MinIO Pipeline Demo
This is the reference integration test for Str:::Lab Studio. It demonstrates the complete lifecycle:
uploading a model to MinIO, loading it into the Otter Streams ModelCache via a
pre-load job, registering the UDF, and running a streaming inference query.
ADD JAR and CREATE FUNCTION for you if you use the Register UDF tab;
these blocks show the raw SQL equivalents for reference and for pipeline automation.
Prerequisites
| Requirement | Value / Notes |
|---|---|
| Shaded JAR uploaded | otter-stream-sql-1.0.17-flink-udf.jar in /var/www/udf-jars/ |
| MinIO endpoint | Accessible from the Flink TaskManagers (not just from the browser) |
| MinIO bucket | ml-models (adjust to your bucket name) |
| Model path | ml-models/fraud-detector/v1/ — contains saved_model.pb + variables/ |
| Flink session | Active gateway session in Studio — check the session indicator |
| Kafka topics | transactions (input), fraud-alerts (output) |
MinIO Configuration
The otter-stream-sql module uses the MinIO Java client bundled inside the shaded JAR
to download model files at engine initialisation time. Pass the connection details through
the DDL WITH options or through Flink's configuration properties.
Set session-level MinIO properties
These SET statements write into the Flink session configuration and are picked up
by the MinioModelLoader inside the SQL module. Run them once at the start of
every Studio session.
-- ── Section 1: MinIO connection properties ────────────────────────────── -- Adjust endpoint, credentials, and bucket to match your deployment. -- These are session-scoped: re-run after any session renewal. SET 'otter.minio.endpoint' = 'http://minio:9000'; SET 'otter.minio.access-key' = 'minioadmin'; SET 'otter.minio.secret-key' = 'minioadmin'; SET 'otter.minio.bucket' = 'ml-models'; SET 'otter.model.cache.max-size' = '20'; SET 'otter.model.cache.ttl-minutes' = '60'; -- Verify the properties are visible to the session SET;
JAR and UDF Registration
If you are running this demo manually through the Studio SQL editor rather than the UDF Manager, execute the following block to load the JAR and register the function. The Studio UDF Manager does this automatically when you click Register Function.

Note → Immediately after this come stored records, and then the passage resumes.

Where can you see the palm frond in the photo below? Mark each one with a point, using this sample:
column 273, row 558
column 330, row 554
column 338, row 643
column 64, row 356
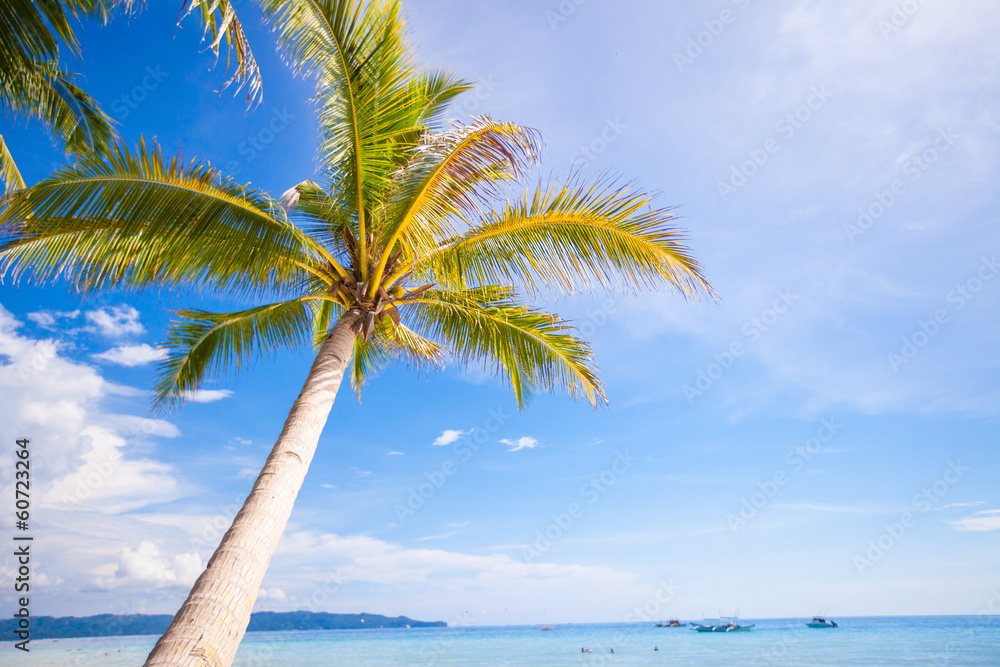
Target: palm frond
column 572, row 237
column 201, row 344
column 221, row 22
column 30, row 32
column 452, row 175
column 44, row 91
column 8, row 170
column 531, row 349
column 435, row 90
column 365, row 92
column 391, row 342
column 133, row 220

-- ── Section 2: Load JAR and register scalar UDF ───────────────────────── -- Load the shaded JAR onto the Gateway session classpath. -- Path must exist on the SQL Gateway container filesystem. ADD JAR '/var/www/udf-jars/otter-stream-sql-1.0.17-flink-udf.jar'; -- Confirm the JAR is visible SHOW JARS; -- Register the ML inference scalar function CREATE TEMPORARY FUNCTION IF NOT EXISTS ml_score AS 'com.codedstreams.otterstreams.sql.udf.MLInferenceFunction' LANGUAGE JAVA; -- Confirm registration SHOW USER FUNCTIONS;
Model Preloading
ModelCache is populated lazily — the first call to
ml_score(features, 'fraud-detector') that finds no cached engine will attempt to
load the model from MinIO. For production pipelines this cold-start latency is undesirable.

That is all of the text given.